Como começaste a interessar-te pela música? Como foi o processo de aprendizagem?
A minha mãe é pianista. Desde criança eu ficava nas salas onde ela dava aulas, assistia ensaios e ia aos concertos com ela. Ela gostava de ouvir vinis com música de estilos diversos, ela comprava-me vinis com contos infantis, alguns deles tinham banda sonora e canções muito fixes, eu adorava e cantava as cantigas. Chegámos a fazer musicais em casa com os filhos das amigas da minha mãe, que também eram músicos. Agora a aprendizagem...não foi imediata, não comecei a tocar aos três anos como se pensa que toda a gente de leste faz! A minha mãe começou a ensinar-me quando eu tinha cinco, mas eu ainda queria era brincar. Então aos seis ou sete fui para uma escola de música onde não gostava nada de aulas de piano, mas adorava o solfejo, a professora inventava histórias e tínhamos personagens associados aos intervalos e lembro-me que me divertia muito naquelas aulas. Depois aconteceu a ida para França e, quando regressei, aos quase nove anos, fui para uma escola onde passei dez anos e que me deu uma boa formação. Era um internato onde a maioria das crianças ficavam alojadas por morarem longe. Tinham todas as disciplinas integradas. Só as disciplinas de música eram imensas. Foi lindo, mantenho amizades de lá até hoje. Estávamos todos no mesmo barco, todos estudavam música, só o instrumento é que alterava. Partilhávamos as nossas dificuldades e descobertas, íamos juntos ao teatro, ópera e ballet para ver ao vivo as obras que faziam parte do nosso programa escolar.

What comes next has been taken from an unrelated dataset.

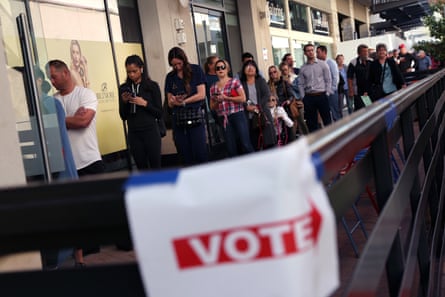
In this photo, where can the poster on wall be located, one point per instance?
(320, 22)
(91, 65)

Quem foram as primeiras influências no jazz?
Interessei-me pelo jazz por causa da música brasileira, bossa-nova, jazz brasileiro. A única forma de entender cifra, construção, forma de tocar, era pelo jazz. Comecei a estudar e pouco depois comecei a compor. Não era a minha intenção, nunca imaginei que era possível compor assim, de repente. O jazz levou-me ao meu caminho, levou-me à criação de música autoral. Adoro ouvir e tocar música autoral: minha e de outros autores, com os próprios autores. As influências de jazz da infância eram Ella Fitzgerald e Nat King Cole, é o que mais me lembro. Hoje em dia acho que não tenho músicos preferidos, gosto de ir aos concertos e ouvir música ao vivo. Levo aos meus ouvidos, procuro música que ouço nos festivais e aquela de que os amigos me falam.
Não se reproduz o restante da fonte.